Ma, a ben vedere, il Governo Usa non è certo il solo a ‘ficcanasare’ nelle comunicazioni degli utenti del web: se si leggono con attenzione le condizioni d’uso che ciascuno di noi sottoscrive quando decide di usare un qualsiasi servizio di posta elettronica, emerge che tutti i provider – da Microsoft a Yahoo, Google e Apple – rivendicano il diritto di accedere ai contenuti degli utenti per ‘difendere’ la loro proprietà.

Microsoft, ad esempio, ha ammesso di essere entrato nell’account Hotmail di un giornalista per rintracciare l’origine di una soffiata sul codice di Windows 8.
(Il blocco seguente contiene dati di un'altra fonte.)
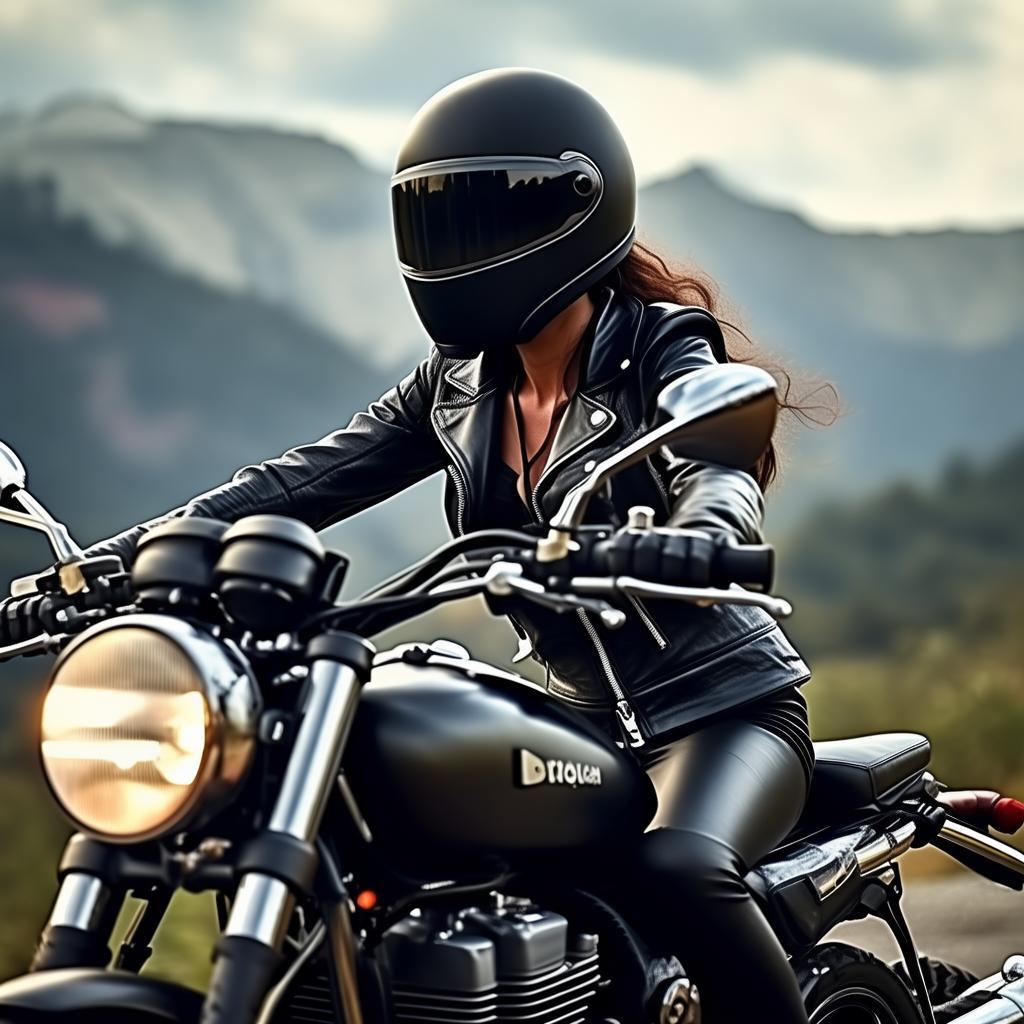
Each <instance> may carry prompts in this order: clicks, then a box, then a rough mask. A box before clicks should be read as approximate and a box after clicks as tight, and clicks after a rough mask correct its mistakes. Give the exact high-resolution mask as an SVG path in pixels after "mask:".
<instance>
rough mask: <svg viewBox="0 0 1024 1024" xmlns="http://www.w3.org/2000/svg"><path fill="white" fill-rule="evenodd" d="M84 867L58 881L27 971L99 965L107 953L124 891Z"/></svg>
mask: <svg viewBox="0 0 1024 1024" xmlns="http://www.w3.org/2000/svg"><path fill="white" fill-rule="evenodd" d="M114 897H115V892H114V890H112V889H111V888H110V887H109V886H108V885H106V884H105V883H104V882H103V881H102V880H101V879H99V878H98V877H97V876H95V874H91V873H89V872H88V871H81V870H70V871H68V872H67V873H66V874H65V876H63V879H62V880H61V882H60V888H59V889H58V890H57V895H56V899H55V900H54V901H53V907H52V909H51V910H50V916H49V920H48V921H47V923H46V927H45V928H44V929H43V932H42V935H41V936H40V940H39V945H38V946H37V947H36V951H35V954H34V955H33V957H32V965H31V967H30V968H29V970H30V971H49V970H53V969H54V968H60V967H100V966H102V965H104V964H106V963H108V961H109V959H110V956H111V952H110V949H109V948H108V945H106V943H108V942H109V941H110V938H111V932H112V930H113V929H114V920H115V918H117V913H118V909H119V908H120V905H121V899H123V898H124V893H123V892H121V893H120V894H119V898H118V899H115V898H114Z"/></svg>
Un diritto, quello di spiare per tutelare il business, avanzato anche da tutti gli altri provider: Google, ad esempio, non solo butta l’occhio nelle nostre email per poi offrire ai suoi inserzionisti l’opportunità di inviarci pubblicità basate su quanto abbiamo scritto, ma si riserva anche la possibilità di accedere “alle vostre informazioni e a ogni contenuto associato con l’account…nel caso in cui si ritenga in buona fede che l’accesso sia necessario per proteggersi contro un danno imminente alle proprietà di Google”.

Più o meno la stessa cosa fanno Apple e Yahoo!.

Niente di misterioso, intendiamoci, è tutto scritto nei termini di utilizzo dei servizi, che ovviamente nessuno legge mai, almeno non per intero, altrimenti, c’è da scommettere, nessuno accetterebbe mai.